On April 7, 1922, the first-ever mid-air collision of two airliners occurred between a de Havilland DH.18A and a Farman F.60 Goliath. None of the seven occupants survived.
The British airline Daimler Airway had started operating the de Havilland DH.18A, registered G-EAWO, two days before. The plane was flying mail from Croydon, south of London, bound for Le Bourget, Paris. On board were a pilot and a flight attendant.
Flying the opposing route was the Farman F.60 Goliath, registered F-GEAD, operated by the three-year-old French company CGEA (Compagnie Grands Express Aériens). The aircraft was transporting three passengers (an American couple and a French national).
The two aircraft were nearing Thieuloy-Saint-Antoine, 110 km (70 miles) north of Paris, in difficult weather conditions with drizzle and fog, at an altitude of 150 m (492 ft) when they collided.
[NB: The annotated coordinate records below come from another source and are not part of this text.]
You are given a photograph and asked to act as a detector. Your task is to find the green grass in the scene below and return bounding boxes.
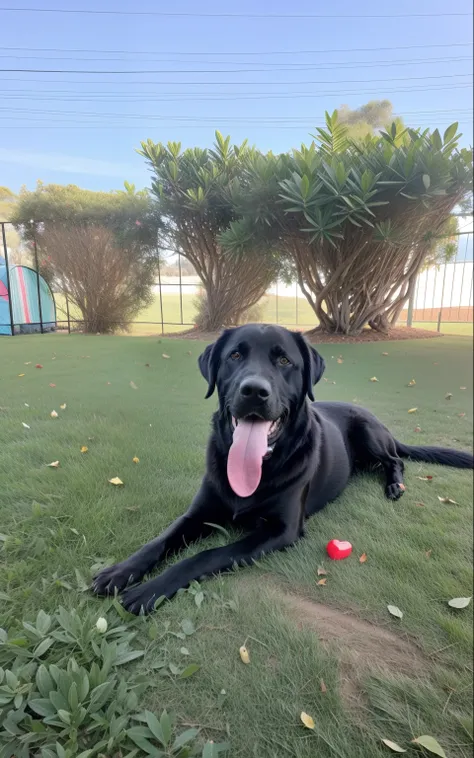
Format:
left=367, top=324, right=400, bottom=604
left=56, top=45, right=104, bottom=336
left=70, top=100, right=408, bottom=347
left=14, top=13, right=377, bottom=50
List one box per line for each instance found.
left=52, top=287, right=473, bottom=337
left=0, top=335, right=472, bottom=758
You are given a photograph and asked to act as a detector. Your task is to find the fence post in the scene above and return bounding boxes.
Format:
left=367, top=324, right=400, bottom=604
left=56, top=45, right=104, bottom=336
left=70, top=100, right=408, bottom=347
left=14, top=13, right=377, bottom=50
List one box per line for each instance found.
left=2, top=221, right=15, bottom=337
left=33, top=222, right=44, bottom=334
left=66, top=295, right=71, bottom=334
left=407, top=292, right=415, bottom=326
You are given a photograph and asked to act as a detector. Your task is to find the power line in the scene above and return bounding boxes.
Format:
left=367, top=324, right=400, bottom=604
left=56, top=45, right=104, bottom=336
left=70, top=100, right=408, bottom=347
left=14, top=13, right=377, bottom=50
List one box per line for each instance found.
left=2, top=42, right=473, bottom=55
left=0, top=7, right=472, bottom=20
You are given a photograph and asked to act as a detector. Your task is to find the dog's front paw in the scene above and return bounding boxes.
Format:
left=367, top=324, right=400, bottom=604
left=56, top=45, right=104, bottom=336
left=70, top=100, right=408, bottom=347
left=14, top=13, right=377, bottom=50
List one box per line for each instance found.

Six people died in the crash. The steward of the DH.18A was taken to a nearby hospital where he would later die of his injuries.
It is presumed that both flight crews were following the route by maintaining visual contact with the ground. At the time, airways followed geographic landmarks such as rivers and railways. As they were trying to find their way in the fog, pilots did not see each other in time to conduct evasive maneuvers.
This historical first would lead to several changes in international regulations, with the obligation to carry radio equipment in all airliners, and the establishment of well-defined and concerted air corridors. According to the Bureau of Aircraft Accidents Archives, priority rules were not the same in the United Kingdom and France at the time of the collision.
Additionally, the French state established a large network of “aeronautical lighthouses” a year later, in 1930, in order to increase safety in flight. The bright gas or electrical lamps that could be seen from 25 kilometers around helped the pilots find their way more reliably than natural landmarks. One of them would be installed on top of the Eiffel tower.
Commercial aviation would have to wait for the Second World War, with the Chicago Convention on International Civil Aviation in 1944, to see the development of air traffic control as we know it today.